A charitable remainder annuity trust ("annuity trust") is a gift plan defined by federal tax law that allows you to provide income to yourself or others for life or a term of years while making a generous gift to Salus University or one of its colleges.
As an annuity trust donor, you irrevocably transfer assets, usually cash or securities, to a trustee of your choice (for example a bank trust department). During the trust's term, the trustee invests the trust's assets. Each year, the trustee provides a fixed dollar amount to one or more income beneficiaries named by you. The payments must be at least 5% of the trust's initial value and are made out of trust income, or trust principal if income is not adequate. Payments may be made annually, semiannually, or quarterly.
When the annuity trust term ends, the trust's principal passes to the institution to benefit the University or one of its colleges for the purpose you designate.
Example: If you irrevocably transfer $50,000 in cash to an annuity trust that pays 5% of its initial value each year for the lifetime benefit of an individual, age 72.
Your Benefits Include:
- You will qualify for a federal income tax deduction of approximately $27,308. Your deduction may vary modestly depending on the timing of your gift.

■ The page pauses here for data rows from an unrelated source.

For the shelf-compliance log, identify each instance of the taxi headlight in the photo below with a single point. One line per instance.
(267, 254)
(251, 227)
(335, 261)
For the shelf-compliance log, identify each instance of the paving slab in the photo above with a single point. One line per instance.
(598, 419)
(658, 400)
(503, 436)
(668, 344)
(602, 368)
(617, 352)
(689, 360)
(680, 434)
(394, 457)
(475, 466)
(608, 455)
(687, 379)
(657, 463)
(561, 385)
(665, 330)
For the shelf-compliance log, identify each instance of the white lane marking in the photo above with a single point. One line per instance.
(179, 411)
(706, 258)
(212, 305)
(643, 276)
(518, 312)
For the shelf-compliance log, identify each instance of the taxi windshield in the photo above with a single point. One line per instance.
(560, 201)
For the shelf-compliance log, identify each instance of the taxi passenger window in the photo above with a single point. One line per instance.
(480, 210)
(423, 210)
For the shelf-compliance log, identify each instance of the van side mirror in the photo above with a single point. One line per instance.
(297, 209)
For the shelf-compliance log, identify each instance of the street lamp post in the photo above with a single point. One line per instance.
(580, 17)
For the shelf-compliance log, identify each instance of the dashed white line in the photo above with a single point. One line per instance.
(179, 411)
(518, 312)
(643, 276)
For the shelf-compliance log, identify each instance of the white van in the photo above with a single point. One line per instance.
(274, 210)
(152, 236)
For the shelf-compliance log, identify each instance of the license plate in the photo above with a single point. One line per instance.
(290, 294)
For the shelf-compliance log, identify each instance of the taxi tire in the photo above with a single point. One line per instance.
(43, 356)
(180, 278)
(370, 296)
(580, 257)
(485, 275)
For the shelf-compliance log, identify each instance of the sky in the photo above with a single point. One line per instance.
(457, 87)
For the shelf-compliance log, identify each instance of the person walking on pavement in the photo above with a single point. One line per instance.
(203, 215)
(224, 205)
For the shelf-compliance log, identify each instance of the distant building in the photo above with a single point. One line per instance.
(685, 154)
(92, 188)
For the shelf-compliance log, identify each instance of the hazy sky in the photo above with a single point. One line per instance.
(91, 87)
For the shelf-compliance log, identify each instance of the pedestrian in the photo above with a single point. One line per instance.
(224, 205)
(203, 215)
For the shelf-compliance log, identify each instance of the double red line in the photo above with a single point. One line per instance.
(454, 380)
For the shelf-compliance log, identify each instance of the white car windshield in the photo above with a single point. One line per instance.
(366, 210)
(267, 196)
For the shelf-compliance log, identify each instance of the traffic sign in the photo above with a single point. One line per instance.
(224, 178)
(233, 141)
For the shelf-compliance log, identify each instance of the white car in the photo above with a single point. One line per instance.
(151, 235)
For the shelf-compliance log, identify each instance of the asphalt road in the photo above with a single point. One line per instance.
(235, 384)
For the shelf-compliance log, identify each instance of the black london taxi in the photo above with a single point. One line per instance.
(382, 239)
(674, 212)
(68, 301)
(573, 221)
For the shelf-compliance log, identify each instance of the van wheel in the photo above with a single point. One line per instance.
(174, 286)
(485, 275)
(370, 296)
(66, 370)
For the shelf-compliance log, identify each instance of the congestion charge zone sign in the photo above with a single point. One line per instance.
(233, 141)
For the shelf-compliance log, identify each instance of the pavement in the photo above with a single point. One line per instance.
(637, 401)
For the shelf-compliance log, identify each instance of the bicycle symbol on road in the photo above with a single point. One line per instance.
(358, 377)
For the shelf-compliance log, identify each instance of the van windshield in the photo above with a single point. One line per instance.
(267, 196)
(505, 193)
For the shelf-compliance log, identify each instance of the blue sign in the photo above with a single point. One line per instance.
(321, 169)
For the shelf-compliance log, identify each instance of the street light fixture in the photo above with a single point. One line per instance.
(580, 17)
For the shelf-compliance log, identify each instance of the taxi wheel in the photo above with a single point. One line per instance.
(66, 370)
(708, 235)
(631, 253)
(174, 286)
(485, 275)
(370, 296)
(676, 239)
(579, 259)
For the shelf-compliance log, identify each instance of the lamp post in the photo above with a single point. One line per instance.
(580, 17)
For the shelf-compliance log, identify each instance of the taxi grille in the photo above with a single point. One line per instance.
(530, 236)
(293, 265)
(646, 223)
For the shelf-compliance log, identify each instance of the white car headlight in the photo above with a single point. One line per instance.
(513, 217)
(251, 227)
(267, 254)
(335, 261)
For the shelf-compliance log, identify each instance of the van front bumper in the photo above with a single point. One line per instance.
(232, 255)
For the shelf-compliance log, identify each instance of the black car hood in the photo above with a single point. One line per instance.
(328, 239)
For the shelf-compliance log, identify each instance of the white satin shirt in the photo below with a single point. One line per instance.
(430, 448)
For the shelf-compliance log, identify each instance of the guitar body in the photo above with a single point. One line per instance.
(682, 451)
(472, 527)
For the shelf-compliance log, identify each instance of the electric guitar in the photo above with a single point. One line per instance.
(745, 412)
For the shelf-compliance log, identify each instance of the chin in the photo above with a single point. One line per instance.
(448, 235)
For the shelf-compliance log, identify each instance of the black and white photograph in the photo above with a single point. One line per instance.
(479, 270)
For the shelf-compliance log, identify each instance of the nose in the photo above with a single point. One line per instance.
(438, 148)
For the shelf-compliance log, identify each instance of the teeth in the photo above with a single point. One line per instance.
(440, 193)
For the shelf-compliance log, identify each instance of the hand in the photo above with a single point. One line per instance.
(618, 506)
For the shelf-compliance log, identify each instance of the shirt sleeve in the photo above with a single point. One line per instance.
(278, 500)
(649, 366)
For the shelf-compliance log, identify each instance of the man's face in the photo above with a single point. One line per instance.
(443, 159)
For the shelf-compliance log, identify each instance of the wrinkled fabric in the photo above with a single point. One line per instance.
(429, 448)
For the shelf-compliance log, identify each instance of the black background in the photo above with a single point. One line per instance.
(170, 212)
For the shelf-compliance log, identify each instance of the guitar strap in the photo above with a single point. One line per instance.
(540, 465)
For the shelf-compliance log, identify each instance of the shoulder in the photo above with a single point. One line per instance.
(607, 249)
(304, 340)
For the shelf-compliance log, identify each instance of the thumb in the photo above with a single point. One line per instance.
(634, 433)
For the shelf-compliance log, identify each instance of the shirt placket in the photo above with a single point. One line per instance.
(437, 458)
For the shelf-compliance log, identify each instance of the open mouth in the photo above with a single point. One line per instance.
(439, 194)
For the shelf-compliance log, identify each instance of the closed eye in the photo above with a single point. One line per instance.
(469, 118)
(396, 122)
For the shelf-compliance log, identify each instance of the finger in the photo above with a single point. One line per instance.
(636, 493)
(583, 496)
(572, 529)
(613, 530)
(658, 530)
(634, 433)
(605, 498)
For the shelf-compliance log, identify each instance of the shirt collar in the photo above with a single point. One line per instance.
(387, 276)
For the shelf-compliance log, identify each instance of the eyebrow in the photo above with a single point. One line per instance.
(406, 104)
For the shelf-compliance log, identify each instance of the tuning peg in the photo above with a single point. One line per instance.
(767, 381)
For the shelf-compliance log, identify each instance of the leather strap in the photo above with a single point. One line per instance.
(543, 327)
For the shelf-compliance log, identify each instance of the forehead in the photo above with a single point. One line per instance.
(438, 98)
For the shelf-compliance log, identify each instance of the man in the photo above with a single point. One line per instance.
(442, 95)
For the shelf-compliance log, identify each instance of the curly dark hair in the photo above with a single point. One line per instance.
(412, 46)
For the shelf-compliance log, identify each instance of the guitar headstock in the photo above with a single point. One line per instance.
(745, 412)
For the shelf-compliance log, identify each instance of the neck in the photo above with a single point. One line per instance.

Note that deductions for this and other gifts of cash and non-appreciated property will be limited to 50% of your adjusted gross income. You may, if necessary, take unused deductions of this kind on tax returns over the next 5 years, subject to the same 50% limitation.
- Your designated income beneficiary will receive fixed payments in quarterly installments totaling $2,500 each year for life.
- Your estate may enjoy reduced probate costs and estate taxes.
- You will provide generous support to Salus University or one of its colleges.
- Your gift will benefit from expert asset management.